The law's supporters vow to safeguard it, claiming the glut of appeals will subside once agencies have fully embraced the act. Indeed, they gained added influence when one of their own—Shailesh Gandhi, an RTI activist from Mumbai with eight hundred requests under his belt—was chosen to become the new federal information commissioner. He started hearing appeals in mid-September. Activists are also laying plans with federal authorities to establish a national RTI hotline that will allow citizens to place and pay for their requests via cell phone.

 

During the October gathering of activists, Roy, Dey, and thirty others gave an update on the nationwide study they are conducting of the RTI law's impact. As part of the study, underwritten in part by $250,000 from the Google Foundation, the activists have compiled a database of case studies, some six thousand accounts of how the act has struck a small blow for poor farmers and other underdogs. The cumulative effect, Dey says, is a "class-action kind of thing" that he believes will shift India from an electoral to a participatory democracy. "You can't say it's tangible. It's a change of culture," he says. "It's governance being turned around."

 

The media are turning around as well, albeit slowly. English-language newspapers now regularly publish stories brought to them by RTI activists. Some have broken bite-sized exclusives stemming from their own requests.

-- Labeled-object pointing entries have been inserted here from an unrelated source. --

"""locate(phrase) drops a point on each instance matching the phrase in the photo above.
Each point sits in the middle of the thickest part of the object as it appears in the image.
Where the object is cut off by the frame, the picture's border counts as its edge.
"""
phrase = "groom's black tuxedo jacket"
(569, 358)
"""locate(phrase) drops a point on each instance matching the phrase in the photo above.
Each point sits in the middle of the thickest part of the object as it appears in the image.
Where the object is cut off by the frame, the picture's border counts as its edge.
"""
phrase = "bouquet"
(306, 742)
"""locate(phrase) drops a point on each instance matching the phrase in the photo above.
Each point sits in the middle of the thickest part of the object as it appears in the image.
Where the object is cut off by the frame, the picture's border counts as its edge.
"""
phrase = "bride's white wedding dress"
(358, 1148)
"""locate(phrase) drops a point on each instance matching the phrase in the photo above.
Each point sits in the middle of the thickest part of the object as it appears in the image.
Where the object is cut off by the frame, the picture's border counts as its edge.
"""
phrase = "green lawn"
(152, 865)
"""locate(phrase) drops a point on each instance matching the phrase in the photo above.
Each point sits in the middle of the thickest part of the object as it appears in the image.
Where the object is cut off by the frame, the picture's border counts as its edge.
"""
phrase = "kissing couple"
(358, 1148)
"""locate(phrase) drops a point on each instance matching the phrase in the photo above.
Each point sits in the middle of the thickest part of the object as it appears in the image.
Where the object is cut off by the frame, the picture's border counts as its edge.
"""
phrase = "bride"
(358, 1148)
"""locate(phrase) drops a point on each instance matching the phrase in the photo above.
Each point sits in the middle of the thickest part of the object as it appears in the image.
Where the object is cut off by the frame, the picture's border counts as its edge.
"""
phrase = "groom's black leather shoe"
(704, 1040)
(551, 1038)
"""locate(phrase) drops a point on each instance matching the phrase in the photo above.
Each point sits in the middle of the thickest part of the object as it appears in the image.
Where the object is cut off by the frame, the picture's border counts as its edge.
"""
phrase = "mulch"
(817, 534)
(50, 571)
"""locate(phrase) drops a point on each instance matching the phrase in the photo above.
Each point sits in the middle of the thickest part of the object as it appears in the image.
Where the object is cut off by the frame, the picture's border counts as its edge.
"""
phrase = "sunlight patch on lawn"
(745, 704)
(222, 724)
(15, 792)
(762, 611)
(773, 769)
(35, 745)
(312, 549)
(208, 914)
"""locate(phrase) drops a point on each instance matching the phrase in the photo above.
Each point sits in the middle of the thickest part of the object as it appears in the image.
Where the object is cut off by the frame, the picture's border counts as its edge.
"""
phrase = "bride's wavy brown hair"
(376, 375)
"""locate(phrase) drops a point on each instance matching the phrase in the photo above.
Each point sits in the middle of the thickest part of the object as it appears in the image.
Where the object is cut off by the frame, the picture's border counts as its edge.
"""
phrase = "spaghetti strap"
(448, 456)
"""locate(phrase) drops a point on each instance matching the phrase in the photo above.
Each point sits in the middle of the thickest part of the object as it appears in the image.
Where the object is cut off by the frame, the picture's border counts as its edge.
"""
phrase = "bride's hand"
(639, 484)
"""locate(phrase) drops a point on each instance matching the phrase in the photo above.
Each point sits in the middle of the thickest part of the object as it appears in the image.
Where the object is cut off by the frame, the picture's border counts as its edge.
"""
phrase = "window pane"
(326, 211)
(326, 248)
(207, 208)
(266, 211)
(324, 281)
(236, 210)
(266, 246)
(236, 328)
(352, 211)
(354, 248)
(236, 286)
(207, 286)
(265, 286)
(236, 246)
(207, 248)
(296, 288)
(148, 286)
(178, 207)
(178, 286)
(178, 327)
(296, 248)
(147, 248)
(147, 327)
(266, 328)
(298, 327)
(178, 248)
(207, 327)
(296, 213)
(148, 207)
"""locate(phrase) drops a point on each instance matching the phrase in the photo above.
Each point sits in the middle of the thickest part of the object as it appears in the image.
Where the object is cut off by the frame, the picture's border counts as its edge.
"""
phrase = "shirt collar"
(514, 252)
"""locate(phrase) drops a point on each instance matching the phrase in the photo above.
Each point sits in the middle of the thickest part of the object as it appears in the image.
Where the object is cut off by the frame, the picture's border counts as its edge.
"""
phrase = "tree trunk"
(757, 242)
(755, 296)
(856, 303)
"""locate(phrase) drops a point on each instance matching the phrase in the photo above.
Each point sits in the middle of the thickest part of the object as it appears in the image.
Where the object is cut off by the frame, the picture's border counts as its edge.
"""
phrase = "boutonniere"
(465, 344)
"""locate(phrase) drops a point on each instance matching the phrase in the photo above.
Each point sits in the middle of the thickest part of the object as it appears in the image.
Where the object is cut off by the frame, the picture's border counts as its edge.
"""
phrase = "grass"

One Bangalore tabloid has carved out an RTI mini-beat. In November, Delhi's largest television station launched a federal probe with its report—based on information obtained under the RTI law—that newborn babies were dying at a disturbingly high rate at a leading city hospital due to unsanitary conditions there. Within other newsrooms, editors and reporters accustomed to India's smash-and-grab style of journalism openly acknowledge they need to find a way to harness the landmark law. "To be very frank, we have not understood the power of the Right to Information Act yet," says Saikat Datta, an investigative reporter for the weekly newsmagazine Outlook, about the journalistic community. "We just haven't figured out how powerful this tool is and what it can achieve."